In any mathematical investigation of the dynamics of a system, the introduction of a
nonlinearity leads to some form of the Riccati equation:

dy/dt = a(t) + b(t)y + c(t)y^{2}

Because the Riccati equation does not lend itself to solution by the techniques that
produce solutions to linear differential equations typically the analysis is stalled.
Moreover because of the similarity of the Riccati equation to the equations analyzed
in Chaos Theory there is a presumption that further analysis will involve the concepts of
Chaos Theory. But there is a line of analysis of the Riccati equation that is relatively
simple.

The first important result in the analysis of the Riccati equation is that if one
solution is known then a whole family of solutions can be found.

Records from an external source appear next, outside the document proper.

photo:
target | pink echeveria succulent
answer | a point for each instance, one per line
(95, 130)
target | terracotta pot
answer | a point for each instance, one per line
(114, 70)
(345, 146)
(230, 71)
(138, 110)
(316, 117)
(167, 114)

Let x(t) be a solution to the Riccati equation and suppose z(t) is a function such
that

y(t) = x(t) + 1/z(t)

is a solution to the Riccati equation.
As is shown in Appendix I this requires that z(t) satisfy the linear differential
equation

dz/dt = -(b(t) + 2c(t)x(t))z - c(t)

This is an equation of the form

dz/dt = A(t)z - B(t)

which has a solution of

z(t) = e^{A(t)}[∫^{t}e^{-A(s)}B(s)ds + λ]

where λ is an arbitrary constant.
Thus the solutions for z(t) can be determined as a one-parameter family of functions and
hence the solutions to the Riccati equation can be expressed as a one-parameter family
of functions.

But it is usually the case that not even one solution of the Riccati equation is
known.

The second important result in the analysis of the solution of the Riccati equation
is that the general equation can be reduced to a simpler form by the substitution

w(t) = exp(∫^{t}c(s)ds)y(t)
which leads to the equation
dw/dt = p(t) + q(t)w^{2}

where p(t)=-a(t)exp(∫^{t}c(s)ds) and q(t)=-b(t)exp(-∫^{t}c(s)ds).

A substitution of -Q(t)w(t)=(dz/dt)/z reduces the previous equation to

d/dt[-(1/q(t))du/dt] - p(t)u(t) = 0

This second order differential equation may lend itself to solution more readily than
the previous forms of the Riccati equation.